Divorce is hard. Whether you're a parent looking for tips to offer or if you're a child looking for advice, here are 16 ways to help cope with divorce.
- Talking about your problems is a good thing, and honesty is the most important.
- Never repress your feelings. Check in with your parents regularly – tell them how you feel; what is going on with you and what you need to do better.
- Don’t choose one parent’s side over the other.
- Don’t become either parent’s protector – they are grown-ups and do not need your help.
- Don’t become a collaborator, agent, or a messenger. Let your parents relate to each other independently.
- Don’t feel guilty, or blame yourself. Children have no control over their parent’s relationship.
- It is okay to spend time with each parent alone. You are a part of both, and can love them both equally.

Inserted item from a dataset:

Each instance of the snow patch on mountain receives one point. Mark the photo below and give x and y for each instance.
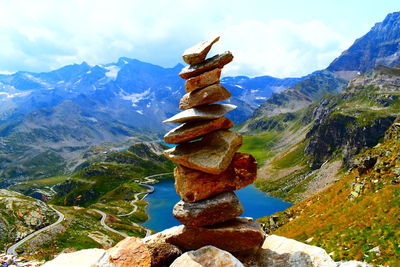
(112, 72)
(9, 95)
(134, 98)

- Allow yourself to grieve the end of your original family. This will help you open to the possibilities of your own resource and transition into a new and healthier family structure.
- Give up the secret mission of reuniting your family.
- Keep involved with your same gender parent, especially during puberty. This will help you answer questions about gender at a time when confusion and doubt about gender may arise.
- Have empathy for yourself and your parents.
- Keep as normal a routine as possible. This will help you feel more in control when everything seems out of control.
- Don’t try to take on the role as head of the house or homemaker. You are children and entitled to your childhood.
- At the end of the day, it is important to have open conversations about your feelings. If you can’t put them into words, then draw, play, dance, and keep a journal. You are entitled to your feelings – they are legitimate. Divorce is a loss of innocence, and as a child you have been put into a space that is new and frightening.